Seize contributeurs dans cet ultime opus, dont les textes sont rassemblés en deux grandes parties : « L’expérience traumatique » et « Soins, prises en compte et gestions des traumatismes ». Des exemples nombreux et des cas concrets variés de traumatismes « empruntés à différents conflits des XIXe au XXIe siècles » sont ici analysés par les historiens, « mais sont constamment mis en perspectives d’analyses juridiques, médicales, sociologiques et ethnologiques ».

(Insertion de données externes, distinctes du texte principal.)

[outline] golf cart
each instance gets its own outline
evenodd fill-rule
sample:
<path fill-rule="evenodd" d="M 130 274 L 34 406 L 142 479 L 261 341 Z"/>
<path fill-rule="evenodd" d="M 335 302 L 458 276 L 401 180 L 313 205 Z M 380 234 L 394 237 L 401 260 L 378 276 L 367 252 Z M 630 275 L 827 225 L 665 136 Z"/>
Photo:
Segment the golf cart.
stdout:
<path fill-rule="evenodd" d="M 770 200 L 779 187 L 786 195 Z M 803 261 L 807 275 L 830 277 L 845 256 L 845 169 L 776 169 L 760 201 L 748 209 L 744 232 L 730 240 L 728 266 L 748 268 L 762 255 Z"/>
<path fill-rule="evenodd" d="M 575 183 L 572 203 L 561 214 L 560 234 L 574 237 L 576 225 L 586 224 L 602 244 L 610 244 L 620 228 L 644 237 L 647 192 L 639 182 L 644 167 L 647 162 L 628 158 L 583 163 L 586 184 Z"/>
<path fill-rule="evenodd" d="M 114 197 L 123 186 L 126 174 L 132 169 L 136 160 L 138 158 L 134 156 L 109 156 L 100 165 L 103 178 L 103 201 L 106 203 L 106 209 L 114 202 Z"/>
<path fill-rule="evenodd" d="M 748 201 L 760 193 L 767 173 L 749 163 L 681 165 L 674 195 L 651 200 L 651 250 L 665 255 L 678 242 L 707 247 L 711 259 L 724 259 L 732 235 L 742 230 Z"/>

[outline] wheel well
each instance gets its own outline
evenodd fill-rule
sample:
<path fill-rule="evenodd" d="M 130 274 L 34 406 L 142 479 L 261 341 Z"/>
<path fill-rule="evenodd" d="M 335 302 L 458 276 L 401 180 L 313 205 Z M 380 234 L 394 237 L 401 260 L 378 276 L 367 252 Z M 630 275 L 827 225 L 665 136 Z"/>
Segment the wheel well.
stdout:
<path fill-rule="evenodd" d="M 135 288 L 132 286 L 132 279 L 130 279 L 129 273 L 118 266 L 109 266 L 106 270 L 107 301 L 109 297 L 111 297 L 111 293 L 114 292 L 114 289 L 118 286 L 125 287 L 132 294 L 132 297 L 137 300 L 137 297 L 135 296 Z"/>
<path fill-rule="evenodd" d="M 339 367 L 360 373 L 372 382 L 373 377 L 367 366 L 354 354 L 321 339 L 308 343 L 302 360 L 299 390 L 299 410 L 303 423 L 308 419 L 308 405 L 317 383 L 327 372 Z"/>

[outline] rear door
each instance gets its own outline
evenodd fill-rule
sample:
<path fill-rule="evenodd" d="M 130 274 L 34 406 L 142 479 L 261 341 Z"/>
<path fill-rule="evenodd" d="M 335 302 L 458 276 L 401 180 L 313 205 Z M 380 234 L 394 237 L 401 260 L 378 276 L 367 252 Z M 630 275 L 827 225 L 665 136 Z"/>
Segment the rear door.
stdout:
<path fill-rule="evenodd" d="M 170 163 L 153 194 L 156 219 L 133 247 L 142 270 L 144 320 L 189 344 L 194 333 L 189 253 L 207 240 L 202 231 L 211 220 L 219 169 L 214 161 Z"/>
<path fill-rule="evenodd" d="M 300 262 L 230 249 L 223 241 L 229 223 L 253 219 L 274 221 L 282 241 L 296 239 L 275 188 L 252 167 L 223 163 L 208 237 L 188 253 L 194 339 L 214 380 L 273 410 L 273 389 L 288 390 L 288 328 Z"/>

Le volume s’ouvre sur l’un de mes textes, sur le thème de « La difficile évaluation des pertes », et se poursuit par une évocation « Des multitraumatisés : les prisonniers de guerre » (François Cochet), puis Julie d’Andurain s’intéresse au « Soldat colonial : gibier d’hôpital ? ». Au fil des contributions, Christophe Bechet revient sur « Les traumatisés de Sedan (1870) et la Belgique » ; Jean-Noël Grandhomme sur « Quelques cas relevant de la psychiatrie parmi les officiers généraux de la Grande Guerre » ; Francis Balace nous parle avec brio et humour de « La ‘parachutite’ de mai 1940 en Belgique : hallucination collective ou dérive de précautions ? » et Hervé Tremblay des « Mutilations volontaires dans l’armée canadienne en Europe, 1940-1945 ». Parmi les contributions originales, relevons également celle d’Anastasios Zografos sur « Les volontaires grecs de la guerre gréco-turque en Asie mineure : des prisonniers de guerre de Mustapha Kemal » ; celle de Philippe Frin sur « La construction juridique du statut du blessé à partir de 1863 » et les deux contributions de Yann Andruétan : « Les opérations extérieures vues par un psychiatre » et le très intéressant « Raconter la guerre à l’âge de YouTube, les nouveaux récits des combattants ».

« Reliant à la fois le temps long aux événements récents (de 1870 à la dernière guerre d’Afghanistan), les espaces (le front et l’arrière) et la nature des blessures (de l’âme et du corps) », comme le souligne Julie d’Andurain dans sa conclusion, ce dernier volume clôture en beauté quatre années de travaux particulièrement riche. N’hésitez pas. A lire et à conserver.

Riveneuve éditions, Paris, 2015, 349 pages, 26 €.